Configuring a User prompt attacks guardrail
User prompt attacks detects prompt injection and jailbreak attempts before they reach the LLM. This guardrails applies pre-execution only.
- Add the User prompt attacks guardrail to your agent.
- Define the guardrail details. Fill in the following fields:
- Guardrail name – Enter a descriptive name for this guardrail.
- Guardrail description – Explain what it detects or where it applies.
- Define the Action type. Configure how the system should respond when attacks are detected:
- Log – Records the event without interrupting agent execution. The Severity level sets the importance level for the log entry:
- Info – For general information or low-impact findings.

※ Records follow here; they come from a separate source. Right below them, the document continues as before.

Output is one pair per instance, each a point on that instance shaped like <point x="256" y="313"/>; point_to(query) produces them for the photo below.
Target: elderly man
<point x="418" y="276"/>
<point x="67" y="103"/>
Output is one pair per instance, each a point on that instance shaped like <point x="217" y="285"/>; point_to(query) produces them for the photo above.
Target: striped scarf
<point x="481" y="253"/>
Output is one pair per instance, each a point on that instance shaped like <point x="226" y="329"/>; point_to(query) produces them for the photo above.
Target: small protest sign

- Warning – For potential risks that don't block execution.
- Error – For critical detections that require review.
- Block – Stops the agent or tool execution when the guardrail is triggered.
- Block reason – Provide a brief explanation for blocking the action.
- Escalate – Sends an escalation when a violation occurs.
- Assign app to – Choose the escalation target type: a specific user, a defined user group, or an external address.
- Recipient – Search and select the recipient (name or email).
- Action app – Select the application that will handle the escalation.
- Log – Records the event without interrupting agent execution. The Severity level sets the importance level for the log entry:
- Enable for evaluations. Toggle Enable guardrail for evaluations to run this guardrail during agent testing or evaluation.
- Save the guardrail. Once configured, the guardrail automatically monitors all LLM requests and responses and blocks execution when user prompt attacks are detected.